Have any of you ever seen these before?

I wonder why he created the wire-enclosed area below the hives?....I guess they are actually chicken coops also? 











.


----------



## PatBeek




----------



## PatBeek

.

I found a Facebook page on how to construct these - sans the chicken coop area:

http://www.facebook.com/note.php?note_id=169351279785887


More information: http://velacreations.com/bees.html

More photos: http://www.flickr.com/photos/velacreations/sets/72157622528453587/

.


----------



## robherc

I don't see anything inherently _wrong_ with the setup, though I'd personally recommend using the steel barrels; those plastic ones can have one HECK of a smell to them when they're fresh, and it seems to "soak into" just about anything that gets near 'em, especially when they get hot. ...That and of course, there's pretty much no way to make a frame to fit in there for attaching feral comb to (I do a lot of cut-outs)...but still seems quite workable.


----------



## PatBeek

.
robherc, that's a good point about the smell.
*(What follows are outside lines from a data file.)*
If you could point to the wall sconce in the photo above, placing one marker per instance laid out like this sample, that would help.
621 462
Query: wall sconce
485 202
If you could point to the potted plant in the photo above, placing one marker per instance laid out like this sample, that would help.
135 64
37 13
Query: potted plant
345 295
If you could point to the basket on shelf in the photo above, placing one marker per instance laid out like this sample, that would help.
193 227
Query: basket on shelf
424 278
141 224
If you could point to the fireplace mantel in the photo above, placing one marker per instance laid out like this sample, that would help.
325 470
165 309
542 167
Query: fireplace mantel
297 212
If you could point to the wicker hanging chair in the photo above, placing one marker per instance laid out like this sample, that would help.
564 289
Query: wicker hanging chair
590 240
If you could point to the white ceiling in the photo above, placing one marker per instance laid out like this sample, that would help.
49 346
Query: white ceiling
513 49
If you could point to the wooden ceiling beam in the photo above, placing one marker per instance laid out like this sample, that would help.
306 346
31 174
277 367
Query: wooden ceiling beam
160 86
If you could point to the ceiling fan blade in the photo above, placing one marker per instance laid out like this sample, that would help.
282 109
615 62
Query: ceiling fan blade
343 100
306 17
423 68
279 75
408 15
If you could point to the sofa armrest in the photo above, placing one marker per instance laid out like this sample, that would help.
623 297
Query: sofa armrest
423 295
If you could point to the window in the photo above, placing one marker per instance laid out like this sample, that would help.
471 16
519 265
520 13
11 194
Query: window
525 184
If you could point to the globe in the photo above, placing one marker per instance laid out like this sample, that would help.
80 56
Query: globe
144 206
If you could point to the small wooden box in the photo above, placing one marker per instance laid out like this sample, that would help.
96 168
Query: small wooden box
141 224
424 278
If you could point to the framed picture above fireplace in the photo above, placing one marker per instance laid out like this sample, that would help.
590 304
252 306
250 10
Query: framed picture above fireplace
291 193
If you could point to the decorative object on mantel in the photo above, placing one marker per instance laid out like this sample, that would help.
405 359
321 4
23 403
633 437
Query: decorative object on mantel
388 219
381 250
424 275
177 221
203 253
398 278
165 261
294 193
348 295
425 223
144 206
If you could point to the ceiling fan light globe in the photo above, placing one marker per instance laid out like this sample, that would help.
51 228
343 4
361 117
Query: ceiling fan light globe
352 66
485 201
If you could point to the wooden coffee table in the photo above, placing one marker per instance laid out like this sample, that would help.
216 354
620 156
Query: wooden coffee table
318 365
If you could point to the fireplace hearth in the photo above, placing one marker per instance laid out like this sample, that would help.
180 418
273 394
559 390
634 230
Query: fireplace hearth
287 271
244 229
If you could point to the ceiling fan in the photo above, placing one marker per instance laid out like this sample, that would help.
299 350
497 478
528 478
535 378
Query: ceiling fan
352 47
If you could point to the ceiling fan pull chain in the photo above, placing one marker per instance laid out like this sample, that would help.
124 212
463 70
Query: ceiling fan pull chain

It would probably have to be shaded somewhat.

I have two free barrels in my garage right now that I was going to use for more rainbarrels, but probably won't. I have enough of those.

I am salivating at the thought of this idea, however.

But as you said, I'll have to figure out a solution to:


----------



## PatBeek

.

My barrels didn't have anything in them but carnuba wax for fruit in their industrial application.

There were no chemicals in them. It was the type that's straight from the trees.

Anyhow, I'm not sure if you meant the smell from the plastic itself or the contents that may have been in the barrels previously.


----------



## sqkcrk

Just the way the TBHs in Africa were first built. Other than being made from plastic w/ plastic corrugated roofing being plastic, rather than metal the photos look exactly like the first TBHs I saw back in 1984 in Ohio.


----------



## PatBeek

.

My barrel-hive project has officially begun !!!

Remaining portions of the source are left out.